The image above is for a printing company that specializes in stationery. As you can see, they spelled their specialty “stationary,” which means they are selling something that doesn’t move–like exercise bikes!
They have a case of the dreaded homonyms. Homonyms are words that sound the same but are spelled differently. Here are some other common homonyms that trip us up when we write:
- your and you’re
- affect and effect
- their, there, they’re
- its and it’s
Homonyms are tricky because spell check often doesn’t catch them. I have some tips on how to simplify their complexity:
Use a second pair of eyes. We all have a blind spot to our own writing. Have someone else look over your writing before you submit or publish it.

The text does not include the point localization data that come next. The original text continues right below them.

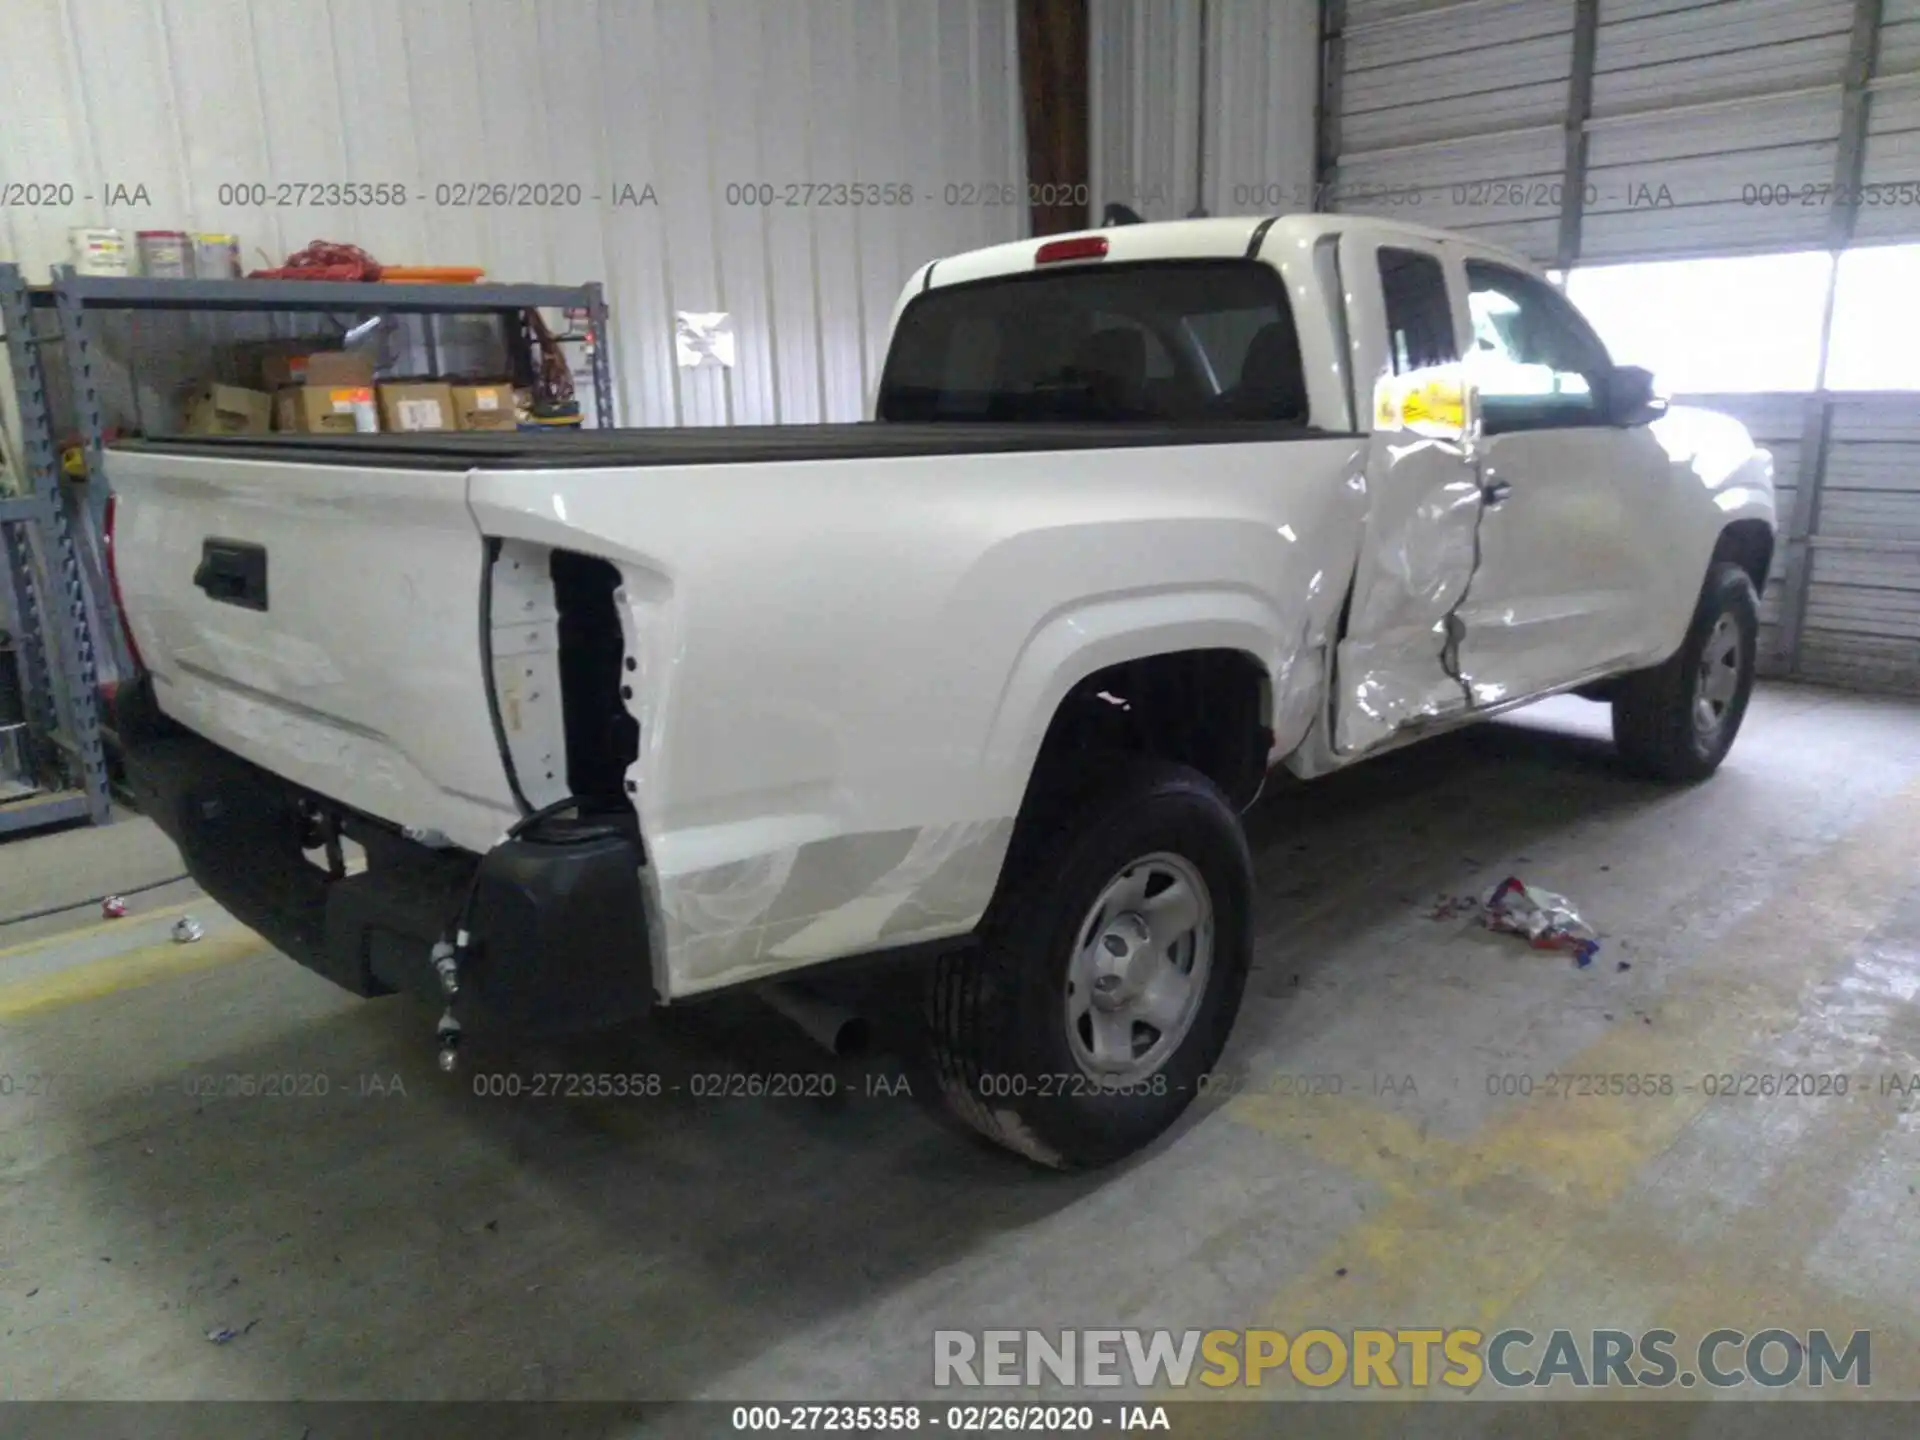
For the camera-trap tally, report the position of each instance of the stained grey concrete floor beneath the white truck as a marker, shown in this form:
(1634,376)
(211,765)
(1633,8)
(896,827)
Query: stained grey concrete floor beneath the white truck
(444,1245)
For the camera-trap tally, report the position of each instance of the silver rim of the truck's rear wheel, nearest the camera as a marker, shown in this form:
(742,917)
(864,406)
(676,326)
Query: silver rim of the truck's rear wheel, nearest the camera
(1140,969)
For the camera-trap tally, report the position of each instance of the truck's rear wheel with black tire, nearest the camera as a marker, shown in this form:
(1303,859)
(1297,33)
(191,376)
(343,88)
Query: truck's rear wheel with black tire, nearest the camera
(1109,971)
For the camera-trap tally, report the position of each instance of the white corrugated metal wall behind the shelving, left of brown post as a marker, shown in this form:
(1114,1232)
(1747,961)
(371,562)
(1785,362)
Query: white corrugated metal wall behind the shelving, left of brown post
(690,97)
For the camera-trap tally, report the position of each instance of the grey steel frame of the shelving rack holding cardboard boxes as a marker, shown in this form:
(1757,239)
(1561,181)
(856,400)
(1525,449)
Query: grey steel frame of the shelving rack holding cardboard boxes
(55,569)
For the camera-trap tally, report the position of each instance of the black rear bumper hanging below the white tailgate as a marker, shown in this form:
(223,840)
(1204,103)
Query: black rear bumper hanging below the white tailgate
(560,934)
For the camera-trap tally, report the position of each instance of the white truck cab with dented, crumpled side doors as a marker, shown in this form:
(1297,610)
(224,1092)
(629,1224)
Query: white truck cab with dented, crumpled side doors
(1558,542)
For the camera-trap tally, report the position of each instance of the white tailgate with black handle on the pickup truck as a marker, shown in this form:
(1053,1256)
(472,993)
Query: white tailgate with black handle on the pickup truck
(322,621)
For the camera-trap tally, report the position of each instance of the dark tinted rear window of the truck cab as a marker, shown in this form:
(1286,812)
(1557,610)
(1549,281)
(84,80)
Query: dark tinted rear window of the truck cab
(1184,341)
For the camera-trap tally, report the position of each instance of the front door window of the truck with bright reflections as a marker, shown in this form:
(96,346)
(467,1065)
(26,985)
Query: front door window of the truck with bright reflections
(1537,364)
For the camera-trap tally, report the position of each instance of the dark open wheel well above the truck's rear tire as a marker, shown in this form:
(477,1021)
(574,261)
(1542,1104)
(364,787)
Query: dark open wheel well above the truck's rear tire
(1207,709)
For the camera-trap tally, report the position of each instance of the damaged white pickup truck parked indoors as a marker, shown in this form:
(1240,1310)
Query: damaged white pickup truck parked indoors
(621,719)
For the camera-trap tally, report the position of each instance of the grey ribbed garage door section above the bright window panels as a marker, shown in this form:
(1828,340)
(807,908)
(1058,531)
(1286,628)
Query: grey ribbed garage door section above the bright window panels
(1712,128)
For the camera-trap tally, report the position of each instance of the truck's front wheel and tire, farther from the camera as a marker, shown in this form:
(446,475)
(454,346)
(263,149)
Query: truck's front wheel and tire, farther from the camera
(1677,721)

If unsure, research. Dictionary.com is a good source for unlocking grammar’s mysteries. I use it all the time!
Give it the contraction test. If the homonym is a contraction, say the word in its entirety and if it sounds awkward, that’s a tell-tale sign that it doesn’t belong in that context. For example, “Allison and Jeff left they’re (they are) books on the table” sounds off. So that eliminates the choices down to their or there. Get it?
Develop your own mnemonic devices. The way I tell the difference between “stationary” and “stationery” is that “stationery” and “letter” both have an “e.” So I immediately associate printed paper with “stationery.” Develop your own associations, songs, rhymes or whatever about a word’s correct usage and it will become second nature.
Cheers and happy reading and writing!